Storage and File Serving

By TG Publishing Team, published on October 26, 2003
Source: Tom's Guide US | Keywords: ,

9. Storage and File Serving

The new twist that the 8200 brings to the SOHO / SMB networking "appliance" party, however, is its ability to handle SMB and FTP-based file serving simply by adding a USB 2.0 or IEEE 1394 (Firewire) drive. Actually, USR told me that the 8200 will handle up to 30 drives connected to it, but only three - two USB and one Firewire - can be directly attached to the built-in ports.

Figure 13: Disk Information
(click on the image for a full-sized view)

Once you attach a drive and power cycle the 8200, a drive icon will appear (refer back to Figure 2) that, when clicked on, will bring up the Disk Information screen (Figure 13). Just the essentials are here, which include the ability to create, format, check and delete partitions as well as mount and unmount the entire drive.

The 8200 uses SAMBA which is based on the SMB (Server Message Block) protocol. This means that systems running pretty much any OS should be able to access the 8200's network shares.

Permissions are set on the Advanced > Users page (Figure 14), which you can see is not very sophisticated.

Figure 14: User Settings
(click on the image for a full-sized view)

You can only control whether a user has read and/or write privileges to all shares - no directory or even partition level access control is possible. You can see the other user settings possible from the screen shot, which include control of access via PPTP when the PPTP server is enabled.

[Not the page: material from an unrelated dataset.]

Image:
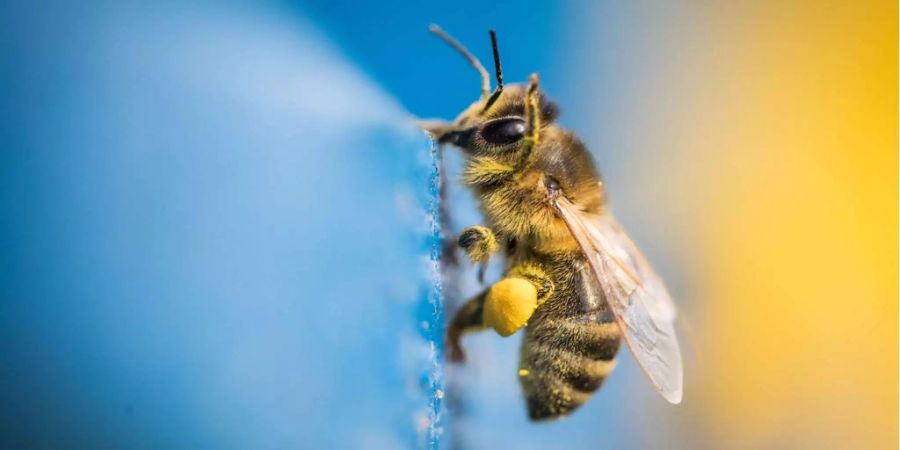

FTP access to files is controlled via the Advanced > FTP screen (Figure 15).

Figure 15: FTP Server
(click on the image for a full-sized view)

Controls here are also pretty basic but will get the job done if your needs are simple.

The file sharing and FTP features need more work including bugfixes - I seemed to be able to access things that I didn't think I had permissions to - and addition of better access controls. Note that the firmware that I tested didn't allow controlling file sharing and FTP access separately.